TARLALARA KÜSEN ÇİFTÇİLER: TOPRAĞIN SESSİZ ÇIĞLIĞI
Pamuk’un konuşmalarında, tarlalardan yükselen bir yalnızlık hissi var. “Buğdaydan ve arpadan sonra, şimdi de mısır para etmiyor” diyor Pamuk ve ekliyor: “Çiftçimiz tarlasına küsmeye başlıyor.” Pamuk, fiyatlardaki dengesizliği yanlış tarım politikalarına bağlıyor. Her bir mısır tanesinde bin bir emek, ter ve umut var, fakat karşılığında çiftçinin aldığı tek şey hayal kırıklığı oluyor. “Bir kilo mısırla bir bardak çayı ancak içebiliyorsunuz,” diye vurguluyor Pamuk, bu çarpıcı ifadeyle çiftçinin emeğinin ne kadar değersizleştirildiğini anlatıyor.
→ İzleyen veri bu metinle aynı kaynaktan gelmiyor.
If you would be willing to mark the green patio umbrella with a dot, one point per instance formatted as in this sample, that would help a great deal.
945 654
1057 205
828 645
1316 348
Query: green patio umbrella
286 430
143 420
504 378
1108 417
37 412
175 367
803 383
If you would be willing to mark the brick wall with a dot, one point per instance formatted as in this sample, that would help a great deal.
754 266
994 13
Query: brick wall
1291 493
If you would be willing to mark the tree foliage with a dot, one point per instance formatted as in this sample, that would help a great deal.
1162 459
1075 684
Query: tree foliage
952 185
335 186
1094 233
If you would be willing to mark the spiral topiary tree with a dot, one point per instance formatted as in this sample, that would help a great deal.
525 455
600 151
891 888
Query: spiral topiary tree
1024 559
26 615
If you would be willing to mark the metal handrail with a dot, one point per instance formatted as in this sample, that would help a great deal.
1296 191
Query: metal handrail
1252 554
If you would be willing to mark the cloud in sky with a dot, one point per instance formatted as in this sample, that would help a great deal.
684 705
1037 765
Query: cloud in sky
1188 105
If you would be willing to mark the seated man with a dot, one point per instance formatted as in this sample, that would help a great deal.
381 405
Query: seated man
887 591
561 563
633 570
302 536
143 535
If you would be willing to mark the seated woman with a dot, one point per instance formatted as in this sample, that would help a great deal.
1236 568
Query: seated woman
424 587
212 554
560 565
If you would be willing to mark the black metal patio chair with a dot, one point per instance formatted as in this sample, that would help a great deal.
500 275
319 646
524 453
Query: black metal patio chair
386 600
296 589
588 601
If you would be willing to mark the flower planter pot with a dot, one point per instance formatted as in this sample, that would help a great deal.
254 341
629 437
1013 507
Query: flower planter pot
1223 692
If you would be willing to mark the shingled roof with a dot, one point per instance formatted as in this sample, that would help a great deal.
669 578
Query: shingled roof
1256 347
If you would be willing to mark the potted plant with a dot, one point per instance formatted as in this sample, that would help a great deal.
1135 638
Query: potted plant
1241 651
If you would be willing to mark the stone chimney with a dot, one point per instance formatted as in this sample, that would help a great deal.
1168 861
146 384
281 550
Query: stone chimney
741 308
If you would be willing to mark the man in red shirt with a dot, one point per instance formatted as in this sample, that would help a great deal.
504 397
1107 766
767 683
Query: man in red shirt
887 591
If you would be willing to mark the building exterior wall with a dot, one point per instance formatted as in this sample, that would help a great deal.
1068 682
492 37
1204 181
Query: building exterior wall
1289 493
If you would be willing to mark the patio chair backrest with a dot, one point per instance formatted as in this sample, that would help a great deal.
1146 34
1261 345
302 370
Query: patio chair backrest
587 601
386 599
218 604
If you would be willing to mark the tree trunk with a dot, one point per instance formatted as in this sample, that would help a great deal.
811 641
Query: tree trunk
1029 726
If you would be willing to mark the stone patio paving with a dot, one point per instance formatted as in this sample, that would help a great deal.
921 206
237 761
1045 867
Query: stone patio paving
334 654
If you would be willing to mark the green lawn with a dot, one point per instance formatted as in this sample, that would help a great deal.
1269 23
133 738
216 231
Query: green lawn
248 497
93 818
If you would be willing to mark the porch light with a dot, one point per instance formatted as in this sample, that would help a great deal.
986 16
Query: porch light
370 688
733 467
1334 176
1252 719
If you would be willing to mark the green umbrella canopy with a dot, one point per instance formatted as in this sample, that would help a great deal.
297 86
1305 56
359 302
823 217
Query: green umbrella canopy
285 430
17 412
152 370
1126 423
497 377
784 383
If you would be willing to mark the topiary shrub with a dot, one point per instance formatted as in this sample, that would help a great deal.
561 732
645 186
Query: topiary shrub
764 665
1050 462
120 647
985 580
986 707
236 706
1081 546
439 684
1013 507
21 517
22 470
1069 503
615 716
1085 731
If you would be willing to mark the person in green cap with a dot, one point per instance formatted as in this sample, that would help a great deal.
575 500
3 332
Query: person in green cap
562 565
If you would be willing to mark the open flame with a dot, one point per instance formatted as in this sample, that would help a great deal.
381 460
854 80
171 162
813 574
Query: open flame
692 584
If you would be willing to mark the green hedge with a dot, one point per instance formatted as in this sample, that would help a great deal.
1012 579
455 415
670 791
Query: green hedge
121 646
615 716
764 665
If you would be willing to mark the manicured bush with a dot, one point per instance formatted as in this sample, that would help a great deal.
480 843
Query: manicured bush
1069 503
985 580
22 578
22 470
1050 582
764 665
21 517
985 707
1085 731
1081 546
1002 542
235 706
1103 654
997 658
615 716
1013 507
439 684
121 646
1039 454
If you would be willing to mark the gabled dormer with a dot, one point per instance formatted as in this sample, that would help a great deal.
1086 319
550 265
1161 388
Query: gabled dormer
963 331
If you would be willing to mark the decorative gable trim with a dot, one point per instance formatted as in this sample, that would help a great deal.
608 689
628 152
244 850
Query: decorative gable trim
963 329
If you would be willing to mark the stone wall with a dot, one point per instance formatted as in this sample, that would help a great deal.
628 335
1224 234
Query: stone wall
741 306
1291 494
“Zarar eden çiftçimiz, önümüzdeki yıl nasıl mısır ekecek?” sorusu Pamuk’un dilinde yankılanıyor. Bu soru aslında sadece çiftçinin değil, tarıma dayanan bir ülkenin geleceğini sorguluyor. Pamuk, çiftçinin sesini kimsenin duymadığını düşünüyor: “İktidar, kendi çiftçisini unuttu, dışarıdaki çiftçileri zengin etmenin derdinde. Muhalefet ise, çiftçinin sorunlarını görmezden gelip, gündelik meselelere takılıp kalıyor. Çiftçi hem yalnız hem de sahipsiz.”
ÇİFTÇİYİ KAYBEDERSEK, TOPRAĞI KAYBEDERİZ
Pamuk’un sesinde derin bir kaygı var: “Böyle giderse, ne mısır ne buğday ekecek bir çiftçi kalmayacak. Yerli üreticiyi küstürüp ithalata muhtaç hale geleceğiz.” Bu cümleler, bir ülkenin tarımsal bağımsızlığını kaybetmesinin ne anlama geleceğini çarpıcı bir şekilde hatırlatıyor. Başkan Pamuk, çözümün de basit olduğunu savunuyor: “Yanlışın neresinden dönülse kârdır. Mazotta ÖTV ve KDV’yi kaldırmak, gübrede fiyat sübvansiyonu yapmak zorundayız. Çiftçi, tarlasına tohum ekerken, ürününü kaça satacağını bilmeli.”
Bu sadece ekonomik bir mesele değil; bu, bir ülkenin geleceğiyle ilgili stratejik bir karar. Pamuk’un da belirttiği gibi, tarım stratejik bir sektördür ve çiftçinin umudu kırıldığında, tüm ülkenin geleceği tehdit altına girer. Pamuk, çiftçinin yalnız olmadığını, feryadını duyacak birilerinin hâlâ olabileceğini umut etmek istiyor: “Çiftçinin feryadını duymak iktidara, duyurmak da muhalefete düşüyor.”